To Keith Reopelle, Wisconsin’s failure to revise its rules for new buildings to incorporate the latest advances in energy conservation is a huge mistake.
“People building new buildings are missing the benefits of efficiency improvements that the rest of the country is taking advantage of,” said Reopelle, who heads the nonprofit environmental group Clean Wisconsin. “We’ve stopped improving our buildings in terms of health and safety and efficiency.”
According to a U.S. Department of Energy website, Wisconsin’s energy conservation standards for new building construction are equivalent to 2009 international standards, which the state did not enact until September 2011. It has not yet enacted updated standards promulgated for 2012.
In a letter to Walker dated May 31, 2013, a deputy assistant secretary for the U.S. Department of Energy noted impending deadlines for updating these standards “to help taxpayers in Wisconsin achieve the cost savings associated with these energy efficiency measures.”
That drew a reply dated July 10, 2013, from Christopher Schoenherr, deputy secretary of the state Department of Administration.
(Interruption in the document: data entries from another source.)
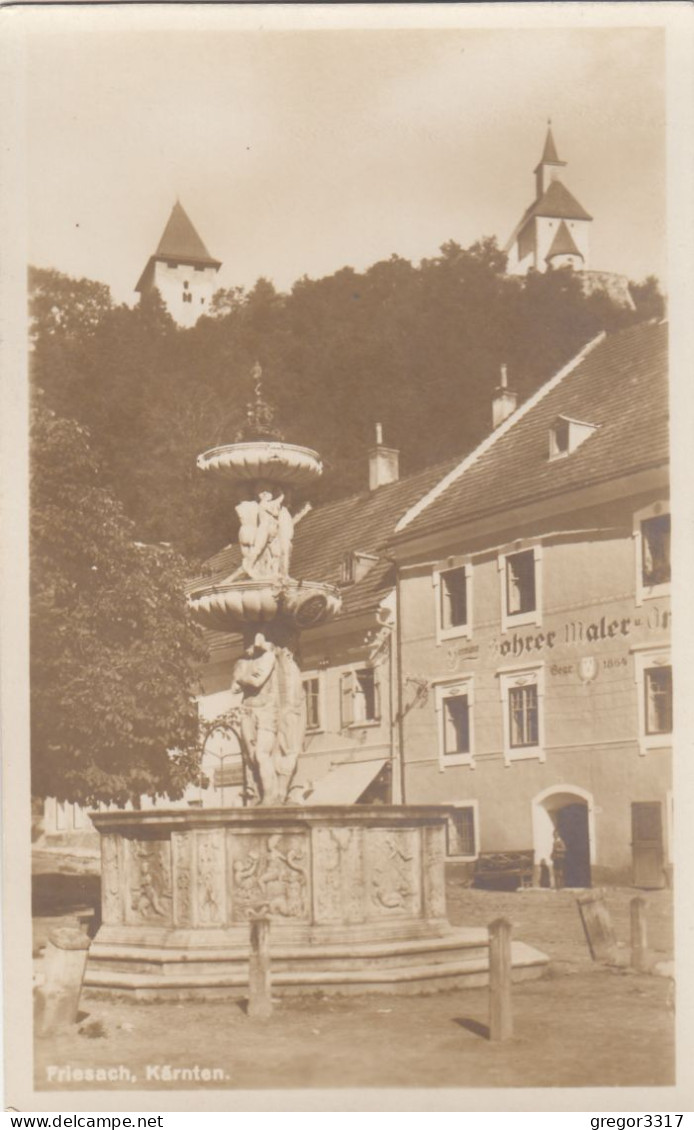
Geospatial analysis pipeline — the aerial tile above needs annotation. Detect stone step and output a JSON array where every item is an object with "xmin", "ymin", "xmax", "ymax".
[
  {"xmin": 89, "ymin": 929, "xmax": 488, "ymax": 965},
  {"xmin": 85, "ymin": 942, "xmax": 547, "ymax": 997}
]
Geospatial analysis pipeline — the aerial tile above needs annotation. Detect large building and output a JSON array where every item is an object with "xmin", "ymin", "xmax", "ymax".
[
  {"xmin": 390, "ymin": 323, "xmax": 673, "ymax": 887},
  {"xmin": 135, "ymin": 200, "xmax": 222, "ymax": 328}
]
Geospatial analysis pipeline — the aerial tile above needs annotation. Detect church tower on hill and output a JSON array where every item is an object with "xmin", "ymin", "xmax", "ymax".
[
  {"xmin": 136, "ymin": 200, "xmax": 222, "ymax": 328},
  {"xmin": 504, "ymin": 124, "xmax": 592, "ymax": 275}
]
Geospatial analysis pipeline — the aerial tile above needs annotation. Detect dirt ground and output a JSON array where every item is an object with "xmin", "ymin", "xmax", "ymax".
[{"xmin": 35, "ymin": 858, "xmax": 674, "ymax": 1090}]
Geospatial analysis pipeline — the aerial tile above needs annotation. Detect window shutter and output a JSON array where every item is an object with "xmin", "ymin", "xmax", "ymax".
[
  {"xmin": 373, "ymin": 667, "xmax": 381, "ymax": 722},
  {"xmin": 340, "ymin": 671, "xmax": 354, "ymax": 729}
]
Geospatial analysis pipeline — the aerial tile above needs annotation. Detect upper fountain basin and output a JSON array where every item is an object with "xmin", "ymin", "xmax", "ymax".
[{"xmin": 198, "ymin": 440, "xmax": 323, "ymax": 486}]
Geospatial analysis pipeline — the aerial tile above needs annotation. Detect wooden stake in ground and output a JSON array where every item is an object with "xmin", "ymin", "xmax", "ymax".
[
  {"xmin": 630, "ymin": 896, "xmax": 649, "ymax": 973},
  {"xmin": 488, "ymin": 919, "xmax": 513, "ymax": 1041},
  {"xmin": 34, "ymin": 927, "xmax": 89, "ymax": 1036},
  {"xmin": 249, "ymin": 912, "xmax": 272, "ymax": 1020}
]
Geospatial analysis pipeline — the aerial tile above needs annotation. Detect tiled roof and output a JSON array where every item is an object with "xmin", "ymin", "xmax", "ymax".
[
  {"xmin": 396, "ymin": 322, "xmax": 668, "ymax": 541},
  {"xmin": 518, "ymin": 181, "xmax": 592, "ymax": 232},
  {"xmin": 191, "ymin": 447, "xmax": 460, "ymax": 647},
  {"xmin": 155, "ymin": 200, "xmax": 220, "ymax": 267},
  {"xmin": 545, "ymin": 220, "xmax": 583, "ymax": 262}
]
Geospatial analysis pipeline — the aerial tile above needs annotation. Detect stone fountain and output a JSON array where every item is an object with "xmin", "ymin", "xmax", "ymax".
[{"xmin": 85, "ymin": 368, "xmax": 546, "ymax": 998}]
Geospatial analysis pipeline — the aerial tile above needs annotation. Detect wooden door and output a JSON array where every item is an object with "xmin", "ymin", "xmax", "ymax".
[
  {"xmin": 632, "ymin": 800, "xmax": 665, "ymax": 887},
  {"xmin": 556, "ymin": 801, "xmax": 590, "ymax": 887}
]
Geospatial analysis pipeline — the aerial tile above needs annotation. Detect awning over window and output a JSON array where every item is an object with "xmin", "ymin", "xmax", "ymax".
[{"xmin": 304, "ymin": 758, "xmax": 388, "ymax": 805}]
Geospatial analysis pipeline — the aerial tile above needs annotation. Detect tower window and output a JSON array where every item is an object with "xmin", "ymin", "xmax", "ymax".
[{"xmin": 641, "ymin": 514, "xmax": 670, "ymax": 586}]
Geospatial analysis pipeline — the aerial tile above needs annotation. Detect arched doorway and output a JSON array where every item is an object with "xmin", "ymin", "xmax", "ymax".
[{"xmin": 532, "ymin": 784, "xmax": 595, "ymax": 887}]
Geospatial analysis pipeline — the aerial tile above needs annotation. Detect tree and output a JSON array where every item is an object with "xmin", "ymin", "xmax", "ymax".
[
  {"xmin": 28, "ymin": 267, "xmax": 113, "ymax": 338},
  {"xmin": 32, "ymin": 396, "xmax": 205, "ymax": 805}
]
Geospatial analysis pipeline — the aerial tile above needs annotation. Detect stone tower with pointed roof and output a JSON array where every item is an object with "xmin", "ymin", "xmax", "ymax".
[
  {"xmin": 136, "ymin": 200, "xmax": 222, "ymax": 328},
  {"xmin": 504, "ymin": 124, "xmax": 592, "ymax": 275}
]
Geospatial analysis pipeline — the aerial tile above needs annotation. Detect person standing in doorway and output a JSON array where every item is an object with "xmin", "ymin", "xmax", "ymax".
[{"xmin": 552, "ymin": 828, "xmax": 566, "ymax": 890}]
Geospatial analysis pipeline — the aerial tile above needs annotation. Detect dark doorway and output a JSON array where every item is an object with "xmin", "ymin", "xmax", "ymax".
[
  {"xmin": 632, "ymin": 800, "xmax": 665, "ymax": 887},
  {"xmin": 554, "ymin": 802, "xmax": 590, "ymax": 887}
]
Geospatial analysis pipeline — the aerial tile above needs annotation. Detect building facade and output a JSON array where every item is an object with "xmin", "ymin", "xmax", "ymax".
[{"xmin": 391, "ymin": 323, "xmax": 673, "ymax": 887}]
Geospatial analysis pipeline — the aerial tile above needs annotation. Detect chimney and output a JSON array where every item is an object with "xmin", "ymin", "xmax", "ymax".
[
  {"xmin": 368, "ymin": 424, "xmax": 400, "ymax": 490},
  {"xmin": 492, "ymin": 365, "xmax": 518, "ymax": 427}
]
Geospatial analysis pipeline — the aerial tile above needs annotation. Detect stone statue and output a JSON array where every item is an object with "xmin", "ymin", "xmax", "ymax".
[
  {"xmin": 236, "ymin": 490, "xmax": 294, "ymax": 581},
  {"xmin": 232, "ymin": 632, "xmax": 279, "ymax": 805},
  {"xmin": 232, "ymin": 632, "xmax": 306, "ymax": 805}
]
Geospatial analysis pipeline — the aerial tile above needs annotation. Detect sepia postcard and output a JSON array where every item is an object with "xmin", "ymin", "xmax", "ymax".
[{"xmin": 0, "ymin": 2, "xmax": 694, "ymax": 1111}]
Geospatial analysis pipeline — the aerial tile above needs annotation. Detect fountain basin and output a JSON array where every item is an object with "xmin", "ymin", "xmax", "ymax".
[
  {"xmin": 197, "ymin": 440, "xmax": 323, "ymax": 486},
  {"xmin": 85, "ymin": 806, "xmax": 547, "ymax": 999},
  {"xmin": 188, "ymin": 580, "xmax": 341, "ymax": 632}
]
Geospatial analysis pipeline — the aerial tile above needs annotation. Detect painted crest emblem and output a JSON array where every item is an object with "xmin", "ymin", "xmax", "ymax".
[{"xmin": 579, "ymin": 655, "xmax": 598, "ymax": 683}]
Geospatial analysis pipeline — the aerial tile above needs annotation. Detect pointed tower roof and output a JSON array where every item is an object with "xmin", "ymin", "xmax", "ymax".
[
  {"xmin": 535, "ymin": 122, "xmax": 566, "ymax": 173},
  {"xmin": 529, "ymin": 181, "xmax": 592, "ymax": 219},
  {"xmin": 545, "ymin": 220, "xmax": 583, "ymax": 263},
  {"xmin": 155, "ymin": 200, "xmax": 217, "ymax": 266},
  {"xmin": 135, "ymin": 200, "xmax": 222, "ymax": 290}
]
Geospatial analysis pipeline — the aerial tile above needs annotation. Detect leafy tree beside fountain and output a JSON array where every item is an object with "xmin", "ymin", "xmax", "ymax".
[{"xmin": 31, "ymin": 396, "xmax": 205, "ymax": 806}]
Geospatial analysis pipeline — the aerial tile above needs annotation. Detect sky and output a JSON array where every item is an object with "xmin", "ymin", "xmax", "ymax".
[{"xmin": 24, "ymin": 14, "xmax": 666, "ymax": 303}]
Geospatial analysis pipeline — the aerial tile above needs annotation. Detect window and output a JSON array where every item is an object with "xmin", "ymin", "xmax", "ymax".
[
  {"xmin": 439, "ymin": 565, "xmax": 468, "ymax": 629},
  {"xmin": 445, "ymin": 803, "xmax": 479, "ymax": 859},
  {"xmin": 435, "ymin": 676, "xmax": 474, "ymax": 772},
  {"xmin": 304, "ymin": 676, "xmax": 321, "ymax": 730},
  {"xmin": 433, "ymin": 563, "xmax": 472, "ymax": 643},
  {"xmin": 633, "ymin": 647, "xmax": 673, "ymax": 754},
  {"xmin": 643, "ymin": 667, "xmax": 673, "ymax": 735},
  {"xmin": 509, "ymin": 684, "xmax": 538, "ymax": 749},
  {"xmin": 500, "ymin": 663, "xmax": 545, "ymax": 765},
  {"xmin": 634, "ymin": 503, "xmax": 671, "ymax": 605},
  {"xmin": 340, "ymin": 667, "xmax": 381, "ymax": 729},
  {"xmin": 443, "ymin": 695, "xmax": 470, "ymax": 757},
  {"xmin": 641, "ymin": 514, "xmax": 670, "ymax": 586},
  {"xmin": 498, "ymin": 546, "xmax": 541, "ymax": 632},
  {"xmin": 506, "ymin": 549, "xmax": 535, "ymax": 616}
]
The letter said Wisconsin adopted the 2009 standards in 2011 and that its Department of Safety and Professional Services “reviews building codes every three to five years for possible updates.”
The International Energy Conservation Code is updated every three years. A state statute passed in 1993 requires the department to begin a review of this code as soon it is published, and submit proposed revisions to the Legislature within 18 months.
“They’re in violation of the state statute,” said Ross DePaola, a Madison-based energy efficiency consultant. DePaola served on the state’s energy conservation code council for more than a decade, representing Clean Wisconsin, and chaired the incarnation that passed the 2009 code. “All indications are that they haven’t worked on anything.”
DSPS spokeswoman Hannah Zillmer, responding to requests for comment made to Schoenherr, acknowledged that the energy conservation code, unlike ordinary building codes, “is on a three-year schedule as established by statute.” She said proposed rule changes in this area have been submitted “in conjunction with other building code updates.”
The state’s energy conservation code council last met in 2009. Zillmer said this council could be revived, or its duties could be performed by other code councils. The 2015 code is now available for review.
DePaola said the state is missing out on its “one shot” — during construction — to take advantage of new products and practices that make buildings more energy efficient. He added that he has twice submitted applications to continue serving on this committee, should it be reconstituted, but received no reply.
“This is a consequence of reducing state government and saying we don’t like regulation,” DePaola said.